WordPress have the rights, just like the responsibility and possible liability of everything distrubted on their platform.


It's more like gaining backdoor access to the bank's server.

At this stage no attack has happened(but can happen)


They didn't gain access anywhere, it's their platform.


If the bank starts fiddling with the numbers in your account: "I'm not being attacked, it's their database"


> bank starts fiddling with the numbers in your account

If a bank messes with your money, you ask for your money when that happens. Not defame the bank based that they updated their database, business as usual, but you liked the old one.

how exactly did they mess with your stuff? where's the attack you're speaking about? where's physical harm?


The database says you have zero money, in fact you are not even a customer and never were, good day sir.

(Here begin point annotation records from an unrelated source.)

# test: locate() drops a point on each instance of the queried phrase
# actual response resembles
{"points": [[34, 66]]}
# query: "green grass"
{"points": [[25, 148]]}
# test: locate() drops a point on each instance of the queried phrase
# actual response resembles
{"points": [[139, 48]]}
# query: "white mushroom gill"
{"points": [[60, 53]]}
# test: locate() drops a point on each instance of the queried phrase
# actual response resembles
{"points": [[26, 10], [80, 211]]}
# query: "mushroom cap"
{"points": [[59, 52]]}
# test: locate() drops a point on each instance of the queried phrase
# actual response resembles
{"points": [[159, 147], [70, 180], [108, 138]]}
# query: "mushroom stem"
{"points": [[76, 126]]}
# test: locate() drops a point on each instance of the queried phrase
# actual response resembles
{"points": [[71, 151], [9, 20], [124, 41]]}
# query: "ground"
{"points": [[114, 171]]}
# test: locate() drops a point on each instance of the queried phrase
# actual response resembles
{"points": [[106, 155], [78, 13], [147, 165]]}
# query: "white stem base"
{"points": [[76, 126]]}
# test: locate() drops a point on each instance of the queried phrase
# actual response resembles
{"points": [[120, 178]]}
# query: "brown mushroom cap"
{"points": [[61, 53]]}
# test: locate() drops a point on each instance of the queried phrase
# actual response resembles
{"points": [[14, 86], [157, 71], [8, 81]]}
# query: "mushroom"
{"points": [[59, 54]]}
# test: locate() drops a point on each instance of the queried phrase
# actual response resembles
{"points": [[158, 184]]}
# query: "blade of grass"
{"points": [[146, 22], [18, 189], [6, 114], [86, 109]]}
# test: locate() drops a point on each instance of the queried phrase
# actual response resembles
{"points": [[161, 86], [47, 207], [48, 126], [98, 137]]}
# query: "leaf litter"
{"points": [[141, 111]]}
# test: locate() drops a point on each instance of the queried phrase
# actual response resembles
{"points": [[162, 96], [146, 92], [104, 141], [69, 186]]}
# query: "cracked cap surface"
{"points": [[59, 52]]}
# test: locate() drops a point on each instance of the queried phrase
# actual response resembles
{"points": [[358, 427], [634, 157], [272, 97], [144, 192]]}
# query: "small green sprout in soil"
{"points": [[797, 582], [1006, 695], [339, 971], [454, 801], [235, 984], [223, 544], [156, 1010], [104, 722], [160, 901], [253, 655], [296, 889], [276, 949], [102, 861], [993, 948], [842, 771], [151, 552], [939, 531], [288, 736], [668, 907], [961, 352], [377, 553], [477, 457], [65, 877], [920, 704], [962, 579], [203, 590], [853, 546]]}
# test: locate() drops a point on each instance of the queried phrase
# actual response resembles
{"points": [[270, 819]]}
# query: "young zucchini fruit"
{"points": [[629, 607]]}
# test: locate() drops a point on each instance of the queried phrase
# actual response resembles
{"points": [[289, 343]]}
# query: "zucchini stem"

The paid version of AFC is not affected, so I'm not sure what are you talking about?

What money? who did you pay? for what?


This is how users will unknowingly update from ACF to Secure Custom Fields:

https://x.com/Brugman/status/1845195750550143424

https://archive.is/u6ZbY


As user how were you affected? Are there any features you can no longer access?


Users will no longer have security updates from the actual makers, and the team that specializes and has built it is not able to touch the code (unless you use theirs)


Injecting code that creates misleading or malicious dashboard warnings is a supply chain attack, even if it’s the intent of the supplier and not a malicious third party interfering with the supply chain.


> misleading or malicious dashboard warnings

Who did that? WP Engine was the one making these before the change


One of Matt's complaints was that WPE disabled revisions...which JetPack (owned by Automattic) suggests to do in order to improve performance. https://jetpack.com/blog/wordpress-revisions/

I ran servers for an agency with ~1200 WordPress installs on Azure VMs, and I disabled revisions on every one of the sites. How is that different? Did I fiddle too much, despite it being in official documentation on how to do so? Even despite it being actually recommended by Automattic itself for performance improvements? Many of his complaints don't add up. The copyright and WP confusion, I get...but the rest is largely non-sense. Even his Stripe/Woocommerce complaint is largely bunk.

The best outcome is for Matt to step down, Wordpress.org/WP Foundation gets sold to multiple hosting providers (WordPress.com, WPE, 1&1, GoDaddy, etc) and they all commit x amount of money to the project (given it is a very important platform for all of them) and in exchange WPE drops its suit. Unfortunately, I doubt that will happen, because some of this seems very ego driven.


Matt did when he posted his vitriolic rant to every WordPress install.